Unity is perhaps the second most important aspect of the wine world. Quality would of course be number one, but working together is a close second. Think about about the world's greatest wine regions. They all have at least two things in common. They all produce quality wines and they all have a common identity. That common identity did not happen on its own and did not arise from each individual producer working selfishly by themselves. This idea of unity is certainly more important as the wine world continues to flatten in the global economy and competition continues to increase every day.
Forty years ago America was still considered the backwater of the wine world by industry elites. Yes, Ohio and Missouri wines were internationally known in the 1800s, but a little something called Prohibition cut America's wine industry off at the knees. In the 1960s and 1970s, several concurrent events led to California (and by proxy America) putting itself back on the world wine map. Perhaps most important were the efforts of Robert Mondavi. Mondavi split from his family and started his own family in the Napa Valley in 1966. He not only worked his tail off to build one of the most famous American wineries, but he put selling California and the Napa Valley ahead of his own namesake winery. He knew that if he consumers considered California and Napa Valley wines amongst the best in the world, his brand would benefit as well. He understood the importance of unity.
When I was in Santa Rosa, CA last week, I saw the continued spirit of cooperation first-hand. I visited two "wineries" that did not have a brick and mortar home of their own. Both produce wine in custom-crush facilities. Eric Kent Wine Cellars (more on them soon) calls Punchdown Cellars home. Punchdown is located in an industrial park in Santa Rosa and houses 35 different wineries under one roof. Here, the wineries share equipment that small boutique wineries may not be able to afford on their own. Sorting tables, presses and tanks, and pumps are all used cooperatively. Each winery has its own space and barrels, but by just walking through the facility it is difficult to tell that 35 different vintners call the building home.
Cooperative marketing is perhaps even more important than making the wine together. So many European regions have organizations that are in charge of regulating the production, the quality and the marketing of the wines. For better or worse, in the United States there are no regional associations that have the same oversight as in Europe. Have you ever tried telling an American winemaker what kind of wine to make? I wouldn't advise it. And to steal a quote from an industry leader, I'd rather tell a winemaker his or her 13-yr old daughter is pregnant than inform them that their wine is flawed. As such, most of the regional associations in the U.S. are only charged with marketing efforts. Nevertheless, it is not necessarily an easy task to brand heterogeneous regions with a common message. Getting wineries to agree to a shared goal and marketing method is somewhat akin to herding feral cats. Established regions, like Napa, Sonoma and even the Willamette Valley in Oregon have spent decades building their identities. And while legacy wine publications may say that the quality of the wine from those regions is the reason for their extensive coverage, the cohesive marketing efforts of those regions probably plays a big role.

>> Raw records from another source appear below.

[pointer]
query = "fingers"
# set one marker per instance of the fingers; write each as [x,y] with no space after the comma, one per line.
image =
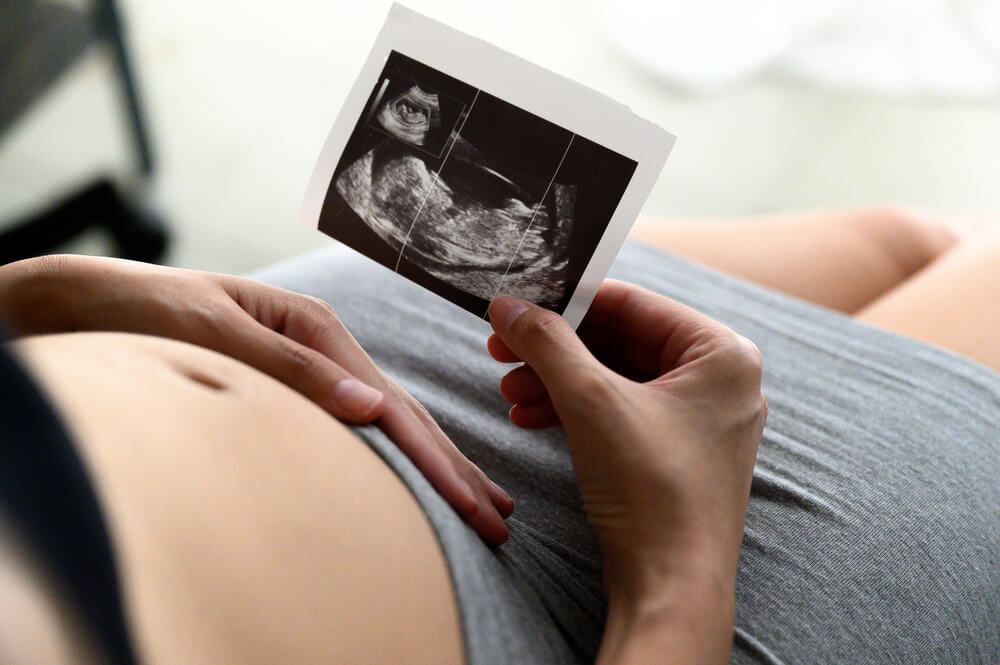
[544,340]
[475,502]
[522,386]
[534,416]
[306,371]
[500,351]
[317,342]
[648,332]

To see how this can work for an "emerging" wine region, look no further than the Finger Lakes region of New York. New York is one of the four largest wine producing states in the U.S., yet until recently it received no more attention by the big wine glossies than states like Colorado and Virginia. Now, Finger Lakes wines regularly get 90+ scores and harvest reports in Wine Spectator. Have the wines suddenly improved in quality? Nope. What happened was that the Finger Lakes Wine Alliance made promoting its wines to Wine Spectator a top priority. By strategically and consistently submitting wines for review Wine Spectator started to pay attention. Last year, the Alliance also decided to start an official Riesling release celebration. Now, rather than individually releasing the new vintage, the wineries work together to for a month-long celebration of the region's keystone variety. Through a series of media events and real and virtual consumer tastings the wineries combine their efforts to promote region as a whole. While maybe not as big as the Beaujolai Noveau phenomenon, This effort of unity amongst the Finger Lakes wineries has been far more successful than any of the individual wineries could have accomplished alone.
States like Colorado need to take a look at some of these examples if they are to ever become more well-known. The cooperative efforts I describe above aren't driven by top-down approaches that regional or statewide associations mandate on the wineries, but by individual wineries realizing the power of unity. Colorado has a handful of regional associations and two statewide agencies that could be more effective if their constituent wineries understood that a rising tide raises all boats. Unity and cooperation can be a powerful tool.